Mother Josephine sends a letter to Noor Bano, and she returns to Murree. To avoid the conflict in her house, Bey Ji goes to Farooqabad, her ancestral house. After her departure, Sultana's foot gets injured, after which Aliya has to manage all the work. As she becomes unable to manage the work, Sultana goes to Lahore, to Faheem's house. Adil brings Bey Ji back to the haveli, and Noor Bano also returns from Murree. Upon her return, several incidents related to her force Shani to think about her, and he gets attracted to her.

Noor Bano decides to organize a picnic for the family, and she, along with Aliya, Adil, and Shani, goes to Hiran Minar, where Aliya notices her husband's inclination towards Noor Bano. On their return to the haveli, Shani tells Aliya that Noor Bano is becoming a part of their lives, and without her, it will be difficult to live. She suggests that they should get Noor Bano and Adil married so that she can never go away from them. However, a misunderstanding arises between Shani and Aliya, and he sends her to Lahore to spend a few days there.

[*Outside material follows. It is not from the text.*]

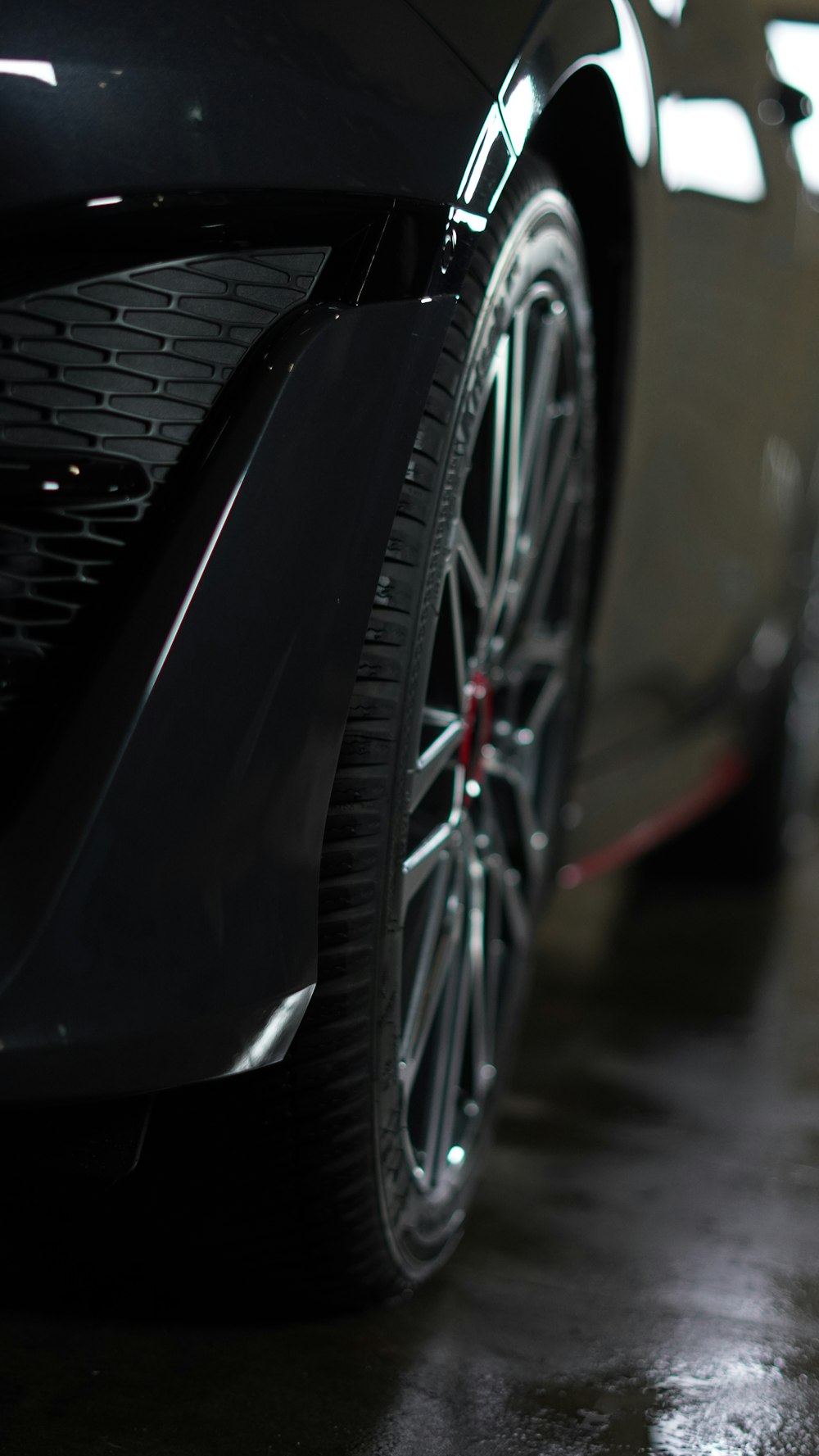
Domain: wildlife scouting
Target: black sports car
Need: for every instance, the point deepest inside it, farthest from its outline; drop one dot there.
(408, 437)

Shani is then completely lured by Noor Bano, and, unwillingly, she too feels the same. He tells her that he loves her, but she shows hesitation, as she had a soft spot for Adil in her heart. Aliya wants to return to Sheikhupura, but Shani forbids her. She returns by herself at night and catches Shani and Noor Bano red-handed, engaged in a close conversation in the room at night. Bey Ji gets angry and blames Noor Bano solely for it. She, in return, tries to inform her about the nature of her son, who had an eye on her since her arrival, but she doesn't want to hear anything. She instantly leaves the haveli and goes to Adil, who drops her at the station in the morning to leave for Murree.

Upon reaching Murree, she shares the incident with Mother Josephine, who tells her it's her fault. Shani reaches Murree too, after her. She denies him and tells him to go back to pursue her married life. Later, she calls Adil and apologizes.

== Cast ==

- Sania Saeed as Noor Bano
- Samina Peerzada as Mother Josephine
- Sohail Sameer as Dr. Adil
- Shamil Khan as Shayaan "Shani"
- Kinza Malik as Sultana "Bee Ji"
- Nasreen Qureshi as Saeeda "Bey Ji"
- Seemab Muzaffar as Aliya
- Tasneem Kausar as Attiya
- Irfan Khoosat as Faheem
- Rashid Mehmood as Sohrab

== Production ==
After completing the shooting of Khamoshiyan and The Ghost, Saeed was approached by Sarmad Sultan Khoosat to play a seductress in the adaptation of Rabindranath Tagore's Chokher Bali. Khoosat described it as a Kitchen-centered adaptation of Tagore's novel. The series was produced by Irfan Khoosat, while Kanwal Khoosat served as the art director. Principal photography and post-production wrapped up in late January 2010.